Ich hänge nur immer noch an der vierten Strophe und das hat mit der sprachlichen Gestaltung zu tun. Sie soll anklagend sein, vielleicht fast schroff ?

Für mich machen es (glaube ich) gerade die Genitive in der Kombination mit den ungewöhnlichen Adjektiven schwer, die Bilder zu sehen und etwas zu fühlen. Ich muss erst den Umweg über das Denken nehmen, es ist nicht so unmittelbar wie zum Beispiel in den folgenden beiden Strophen, da sehe ich z.B. die Lettern gleich vor mir (obwohl sie doch verschwunden sind) und fühle ein fast schmerzliches Befremden darüber.

Mir ist auch noch ein Argument aufgefallen, dass für mich für eine Änderung des Schlusses spricht: das „keine“ hat hier eine völlig andere Bedeutung hat als vorher, diese erreichst Du meiner Meinung nach besser mit der anderen Formulierung (s.o.).

Ich hoffe, ich nerve nicht zu sehr, mir ist völlig klar, dass es Dein Gedicht und Deine Entscheidung ist.
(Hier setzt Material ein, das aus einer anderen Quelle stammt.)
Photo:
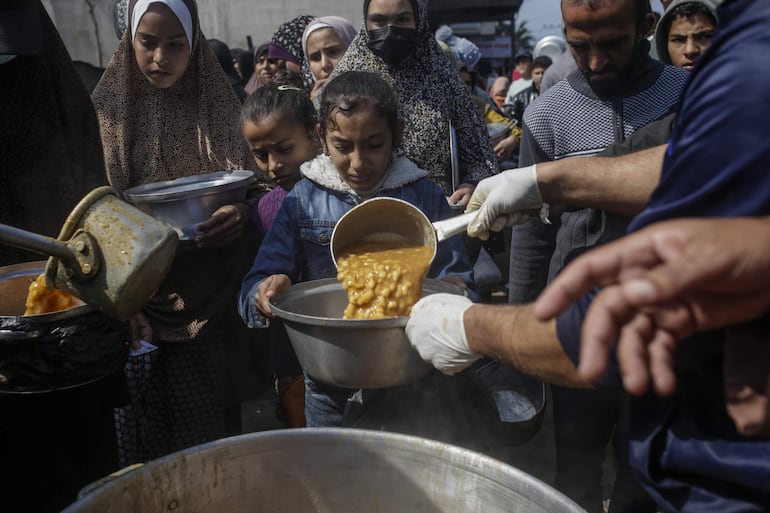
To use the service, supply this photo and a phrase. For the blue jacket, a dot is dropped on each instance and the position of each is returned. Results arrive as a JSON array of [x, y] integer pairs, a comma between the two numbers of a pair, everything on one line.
[[298, 243]]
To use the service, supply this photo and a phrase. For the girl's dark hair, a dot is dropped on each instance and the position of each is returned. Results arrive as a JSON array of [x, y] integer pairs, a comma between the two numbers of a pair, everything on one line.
[[285, 98], [688, 9], [351, 91]]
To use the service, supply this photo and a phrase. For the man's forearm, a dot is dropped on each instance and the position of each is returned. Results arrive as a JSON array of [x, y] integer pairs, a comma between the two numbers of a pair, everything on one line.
[[510, 334], [622, 185]]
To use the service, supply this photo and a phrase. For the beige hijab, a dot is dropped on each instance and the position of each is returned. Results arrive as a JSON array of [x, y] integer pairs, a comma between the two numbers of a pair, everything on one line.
[[151, 134]]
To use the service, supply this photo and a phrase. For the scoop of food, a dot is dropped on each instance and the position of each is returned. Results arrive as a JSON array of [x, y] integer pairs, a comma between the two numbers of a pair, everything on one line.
[[41, 299], [383, 278]]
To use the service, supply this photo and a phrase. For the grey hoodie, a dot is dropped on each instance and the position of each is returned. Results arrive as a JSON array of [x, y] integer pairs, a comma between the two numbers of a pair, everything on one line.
[[661, 31]]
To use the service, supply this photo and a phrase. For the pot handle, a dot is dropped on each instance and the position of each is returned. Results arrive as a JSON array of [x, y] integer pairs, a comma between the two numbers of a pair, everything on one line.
[[452, 226], [79, 254]]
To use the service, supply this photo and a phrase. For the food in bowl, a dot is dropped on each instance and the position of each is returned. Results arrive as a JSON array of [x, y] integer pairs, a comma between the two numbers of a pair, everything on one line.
[[383, 278], [41, 299]]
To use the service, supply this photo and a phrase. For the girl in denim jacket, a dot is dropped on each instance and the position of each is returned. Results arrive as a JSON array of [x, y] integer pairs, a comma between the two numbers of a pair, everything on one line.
[[359, 129]]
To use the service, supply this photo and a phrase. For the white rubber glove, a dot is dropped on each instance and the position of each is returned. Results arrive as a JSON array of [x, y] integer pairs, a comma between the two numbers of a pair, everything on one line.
[[503, 200], [435, 329]]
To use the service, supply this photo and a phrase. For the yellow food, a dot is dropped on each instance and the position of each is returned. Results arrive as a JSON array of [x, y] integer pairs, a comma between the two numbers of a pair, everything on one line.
[[41, 299], [383, 278]]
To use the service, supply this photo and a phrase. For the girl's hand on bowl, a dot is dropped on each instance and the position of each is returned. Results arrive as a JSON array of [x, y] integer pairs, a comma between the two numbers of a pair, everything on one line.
[[224, 226], [269, 288]]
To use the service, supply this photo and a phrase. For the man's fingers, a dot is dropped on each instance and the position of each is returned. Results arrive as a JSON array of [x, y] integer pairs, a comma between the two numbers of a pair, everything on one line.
[[661, 351], [633, 354], [601, 327]]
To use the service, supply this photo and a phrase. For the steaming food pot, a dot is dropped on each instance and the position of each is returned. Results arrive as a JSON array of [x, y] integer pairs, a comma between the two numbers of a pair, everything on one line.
[[325, 470]]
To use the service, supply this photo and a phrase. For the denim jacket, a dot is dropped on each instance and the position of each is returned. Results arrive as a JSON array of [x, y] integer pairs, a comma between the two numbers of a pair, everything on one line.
[[298, 243]]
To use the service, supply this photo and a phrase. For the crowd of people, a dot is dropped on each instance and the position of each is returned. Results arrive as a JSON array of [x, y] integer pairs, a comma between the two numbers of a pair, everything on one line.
[[652, 343]]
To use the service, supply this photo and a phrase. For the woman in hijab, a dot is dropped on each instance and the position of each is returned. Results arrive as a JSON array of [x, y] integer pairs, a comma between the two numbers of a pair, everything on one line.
[[56, 441], [243, 60], [288, 36], [396, 42], [166, 111], [265, 68], [324, 42]]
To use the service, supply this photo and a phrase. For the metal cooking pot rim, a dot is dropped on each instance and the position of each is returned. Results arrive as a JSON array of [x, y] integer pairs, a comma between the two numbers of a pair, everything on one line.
[[310, 287], [189, 186]]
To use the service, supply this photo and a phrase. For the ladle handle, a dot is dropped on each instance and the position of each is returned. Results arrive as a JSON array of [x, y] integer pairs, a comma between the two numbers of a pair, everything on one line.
[[452, 226], [37, 243]]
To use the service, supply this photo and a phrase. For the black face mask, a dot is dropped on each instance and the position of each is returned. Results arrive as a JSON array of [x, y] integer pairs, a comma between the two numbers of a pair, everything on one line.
[[393, 44]]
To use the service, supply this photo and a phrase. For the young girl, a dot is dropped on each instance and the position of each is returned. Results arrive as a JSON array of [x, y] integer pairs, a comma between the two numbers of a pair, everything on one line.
[[359, 130], [279, 123]]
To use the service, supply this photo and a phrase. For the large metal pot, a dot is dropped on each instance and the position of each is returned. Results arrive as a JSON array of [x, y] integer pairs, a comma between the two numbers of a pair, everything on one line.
[[40, 353], [108, 253], [350, 353], [324, 470]]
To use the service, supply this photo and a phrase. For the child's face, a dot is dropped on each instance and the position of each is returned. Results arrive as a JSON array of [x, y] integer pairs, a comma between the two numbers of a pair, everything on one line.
[[280, 147], [360, 147], [160, 46]]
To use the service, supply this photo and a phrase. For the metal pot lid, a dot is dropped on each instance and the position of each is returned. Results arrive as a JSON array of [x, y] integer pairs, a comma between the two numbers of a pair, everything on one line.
[[190, 186]]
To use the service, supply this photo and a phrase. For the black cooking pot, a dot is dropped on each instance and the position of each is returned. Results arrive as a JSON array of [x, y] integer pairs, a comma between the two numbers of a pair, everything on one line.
[[64, 373], [54, 350]]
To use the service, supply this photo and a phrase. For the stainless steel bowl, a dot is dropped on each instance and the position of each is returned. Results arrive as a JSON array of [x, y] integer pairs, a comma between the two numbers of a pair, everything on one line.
[[186, 202], [346, 352]]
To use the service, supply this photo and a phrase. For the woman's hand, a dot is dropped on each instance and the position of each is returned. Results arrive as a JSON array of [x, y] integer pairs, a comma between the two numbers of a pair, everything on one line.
[[268, 288], [462, 195], [224, 226], [140, 330]]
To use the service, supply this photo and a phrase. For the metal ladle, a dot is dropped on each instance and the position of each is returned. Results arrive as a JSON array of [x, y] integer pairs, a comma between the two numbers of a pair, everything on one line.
[[109, 254], [392, 218]]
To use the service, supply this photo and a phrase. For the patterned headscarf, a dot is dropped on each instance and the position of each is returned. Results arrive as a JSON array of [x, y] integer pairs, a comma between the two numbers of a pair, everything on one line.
[[289, 37], [430, 95], [151, 134]]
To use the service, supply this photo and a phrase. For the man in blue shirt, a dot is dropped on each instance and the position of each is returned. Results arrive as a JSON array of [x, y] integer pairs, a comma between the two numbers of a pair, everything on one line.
[[685, 448]]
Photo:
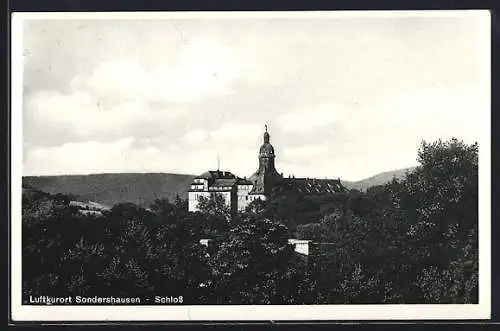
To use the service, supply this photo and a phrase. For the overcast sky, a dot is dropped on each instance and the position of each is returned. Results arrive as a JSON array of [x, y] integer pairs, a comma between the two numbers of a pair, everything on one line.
[[343, 96]]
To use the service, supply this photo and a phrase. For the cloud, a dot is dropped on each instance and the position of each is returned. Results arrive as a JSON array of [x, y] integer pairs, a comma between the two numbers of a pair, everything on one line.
[[305, 152], [236, 134], [85, 116], [354, 100]]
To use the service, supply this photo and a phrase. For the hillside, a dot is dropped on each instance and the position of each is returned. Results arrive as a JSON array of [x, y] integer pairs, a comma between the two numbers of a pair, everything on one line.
[[378, 179], [144, 188], [109, 189]]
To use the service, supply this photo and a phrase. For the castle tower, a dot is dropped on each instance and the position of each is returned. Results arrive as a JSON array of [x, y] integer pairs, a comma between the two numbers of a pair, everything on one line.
[[264, 178]]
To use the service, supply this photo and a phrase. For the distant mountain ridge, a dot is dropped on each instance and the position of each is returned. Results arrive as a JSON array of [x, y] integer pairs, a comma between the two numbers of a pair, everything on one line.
[[143, 188]]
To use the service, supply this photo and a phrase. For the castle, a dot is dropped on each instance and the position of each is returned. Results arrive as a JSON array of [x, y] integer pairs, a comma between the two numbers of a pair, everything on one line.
[[238, 192]]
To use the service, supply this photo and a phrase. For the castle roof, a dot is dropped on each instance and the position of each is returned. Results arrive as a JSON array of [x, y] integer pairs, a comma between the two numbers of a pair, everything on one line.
[[316, 186]]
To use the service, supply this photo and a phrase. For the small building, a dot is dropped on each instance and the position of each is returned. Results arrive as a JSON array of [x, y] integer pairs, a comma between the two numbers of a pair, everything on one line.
[[238, 192]]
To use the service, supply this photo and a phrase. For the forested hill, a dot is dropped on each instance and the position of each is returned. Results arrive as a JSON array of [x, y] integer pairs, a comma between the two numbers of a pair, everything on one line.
[[378, 179], [109, 189], [144, 188]]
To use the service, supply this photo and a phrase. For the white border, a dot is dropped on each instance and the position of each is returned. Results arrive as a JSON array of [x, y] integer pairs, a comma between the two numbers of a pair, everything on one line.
[[245, 313]]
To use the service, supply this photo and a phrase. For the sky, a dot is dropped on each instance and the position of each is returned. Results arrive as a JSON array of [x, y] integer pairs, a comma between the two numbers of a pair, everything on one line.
[[343, 96]]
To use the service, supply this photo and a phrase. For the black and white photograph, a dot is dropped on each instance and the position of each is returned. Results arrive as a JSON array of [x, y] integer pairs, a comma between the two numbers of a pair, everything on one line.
[[251, 166]]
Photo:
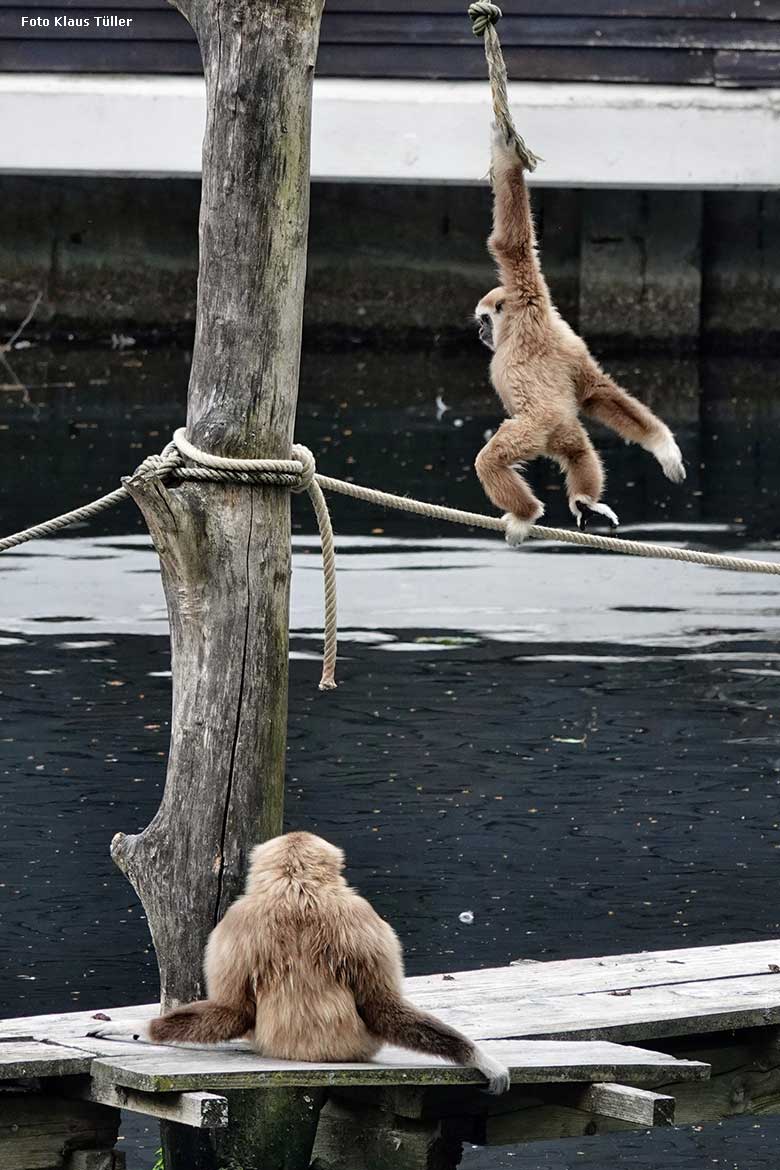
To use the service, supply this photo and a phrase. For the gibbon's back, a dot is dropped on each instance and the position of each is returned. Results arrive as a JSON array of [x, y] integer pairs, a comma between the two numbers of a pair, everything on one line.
[[297, 930], [306, 970]]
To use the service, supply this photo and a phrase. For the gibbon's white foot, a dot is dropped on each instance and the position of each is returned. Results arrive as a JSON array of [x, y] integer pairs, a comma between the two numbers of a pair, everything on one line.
[[123, 1030], [670, 456], [498, 1078], [518, 529], [582, 506]]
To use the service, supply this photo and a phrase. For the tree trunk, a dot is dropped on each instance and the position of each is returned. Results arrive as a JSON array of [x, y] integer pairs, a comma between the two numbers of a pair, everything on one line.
[[225, 550]]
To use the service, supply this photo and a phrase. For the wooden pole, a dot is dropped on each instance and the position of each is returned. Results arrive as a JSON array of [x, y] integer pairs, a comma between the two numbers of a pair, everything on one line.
[[225, 550]]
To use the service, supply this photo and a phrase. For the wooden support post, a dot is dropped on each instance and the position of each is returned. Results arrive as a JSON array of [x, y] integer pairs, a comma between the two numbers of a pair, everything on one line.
[[268, 1129], [225, 550], [364, 1136]]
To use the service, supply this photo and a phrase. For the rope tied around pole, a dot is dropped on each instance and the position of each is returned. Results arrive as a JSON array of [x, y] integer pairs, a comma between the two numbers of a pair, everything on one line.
[[484, 16], [181, 460], [299, 474]]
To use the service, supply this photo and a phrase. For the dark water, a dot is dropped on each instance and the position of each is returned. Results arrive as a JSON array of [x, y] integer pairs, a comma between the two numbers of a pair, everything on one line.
[[581, 750]]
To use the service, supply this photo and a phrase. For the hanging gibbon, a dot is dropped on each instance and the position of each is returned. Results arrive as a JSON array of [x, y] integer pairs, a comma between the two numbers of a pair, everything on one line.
[[304, 969], [544, 376]]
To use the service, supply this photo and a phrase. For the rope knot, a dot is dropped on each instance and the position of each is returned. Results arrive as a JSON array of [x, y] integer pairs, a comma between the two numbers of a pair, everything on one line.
[[483, 13], [308, 467]]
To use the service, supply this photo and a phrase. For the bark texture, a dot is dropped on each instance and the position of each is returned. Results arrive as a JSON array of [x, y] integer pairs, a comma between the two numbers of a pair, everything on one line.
[[225, 550]]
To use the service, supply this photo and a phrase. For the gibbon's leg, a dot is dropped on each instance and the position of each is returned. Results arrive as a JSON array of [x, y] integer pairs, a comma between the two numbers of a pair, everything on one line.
[[204, 1021], [573, 451], [398, 1021], [503, 484], [602, 399]]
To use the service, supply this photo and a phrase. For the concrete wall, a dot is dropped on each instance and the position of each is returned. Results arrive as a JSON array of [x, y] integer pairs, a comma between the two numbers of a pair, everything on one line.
[[404, 265]]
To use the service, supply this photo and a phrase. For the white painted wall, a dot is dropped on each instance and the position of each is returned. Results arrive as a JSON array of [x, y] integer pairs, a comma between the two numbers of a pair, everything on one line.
[[407, 131]]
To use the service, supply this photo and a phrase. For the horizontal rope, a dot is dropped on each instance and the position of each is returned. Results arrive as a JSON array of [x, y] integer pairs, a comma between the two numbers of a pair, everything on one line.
[[299, 474]]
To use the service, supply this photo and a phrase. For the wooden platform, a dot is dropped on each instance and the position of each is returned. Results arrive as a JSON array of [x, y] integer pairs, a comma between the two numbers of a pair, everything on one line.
[[561, 1027]]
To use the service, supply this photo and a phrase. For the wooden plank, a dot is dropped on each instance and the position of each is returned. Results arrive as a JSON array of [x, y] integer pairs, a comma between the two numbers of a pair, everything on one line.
[[640, 1014], [609, 972], [27, 1059], [199, 1110], [753, 69], [400, 29], [531, 1062], [626, 1102], [467, 62]]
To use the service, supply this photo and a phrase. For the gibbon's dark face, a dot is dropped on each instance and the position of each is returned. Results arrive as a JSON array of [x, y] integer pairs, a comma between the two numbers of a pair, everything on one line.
[[488, 315]]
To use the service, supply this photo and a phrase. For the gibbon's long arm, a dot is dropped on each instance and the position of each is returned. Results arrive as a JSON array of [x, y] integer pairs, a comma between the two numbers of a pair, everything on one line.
[[398, 1021], [602, 399], [204, 1021], [512, 241], [377, 972]]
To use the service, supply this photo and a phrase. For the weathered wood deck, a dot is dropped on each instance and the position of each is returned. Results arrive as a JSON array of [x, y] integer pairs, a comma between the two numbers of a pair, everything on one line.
[[713, 1011]]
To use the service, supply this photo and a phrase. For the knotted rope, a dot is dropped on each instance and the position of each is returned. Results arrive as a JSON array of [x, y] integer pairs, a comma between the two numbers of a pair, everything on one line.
[[299, 475], [484, 16], [181, 460]]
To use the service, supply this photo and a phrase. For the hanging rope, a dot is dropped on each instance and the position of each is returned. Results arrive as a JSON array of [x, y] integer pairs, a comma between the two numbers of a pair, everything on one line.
[[484, 18], [299, 474]]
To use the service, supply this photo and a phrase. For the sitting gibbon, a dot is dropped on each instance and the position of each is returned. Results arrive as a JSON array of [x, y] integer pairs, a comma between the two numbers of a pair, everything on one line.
[[544, 376], [303, 968]]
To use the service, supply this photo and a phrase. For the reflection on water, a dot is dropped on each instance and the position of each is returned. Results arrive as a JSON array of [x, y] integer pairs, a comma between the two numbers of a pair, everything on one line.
[[581, 750]]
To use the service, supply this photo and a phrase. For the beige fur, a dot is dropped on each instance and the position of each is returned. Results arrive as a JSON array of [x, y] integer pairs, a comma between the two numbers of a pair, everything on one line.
[[305, 969], [544, 376]]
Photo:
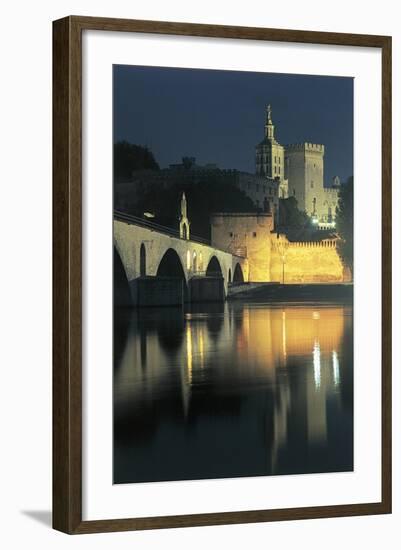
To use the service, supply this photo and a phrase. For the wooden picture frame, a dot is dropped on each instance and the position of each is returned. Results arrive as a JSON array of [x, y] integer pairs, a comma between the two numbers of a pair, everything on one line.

Ich merke nur in der Diskussion, dass ich selbst noch ein Stückchen weiter dabei komme, herauszufinden, warum ich hier Mühe habe (aber ich bin eben nur eine Leserin von vielen) und es macht mir Freude, dem auf den Grund zu gehen.

Wenn es genug oder zuviel ist, sag Bescheid!

Liebe Grüße
leonie

Max

Beitragvon Max » 27.10.2006, 19:52

Liebe Scarlett,

entschuldige vielmals, bei der Verteidigung meines Gedichts hat mich mein Temperament mirtgerissen und anscheinend über Deine Zeilen hinweg. Tut mir leid. Es freut mich wirklich, dass die Zeilen bei Dir angekommen sind. Auch bei der Kurzgeschichte "Kreise", die quasi der (kurz)prosaisiche Bruder dieses Gedichts ist, warst Du ja jemand, die sie besonders nah empfudnen hat. Dich zu überlesne war sicher keine Absicht.

Liebe Grüße
max

Max

Beitragvon Max » 27.10.2006, 19:55

Liebe Leonie,

nun habe ich die Antwort an Scarlett abgeschickt, obschon dort auch die Antwort an Dich stehen sollte .. Tücke der Technik.

Nein, es nervt überhaupt nicht, wenn Du mir so ein Feedback gibst. Wenn ich vorher genervt klang, dann vielleicht vor allem daher, weil ich mich so vielen verschiedenen bemerkungen gegenüber sah, dass ich dachte, wenn ich all das ändere, bleibt keine Zeil e mehr.

ich mache mal einen Vorschlag (oben) um zu sehen wie er wirkt.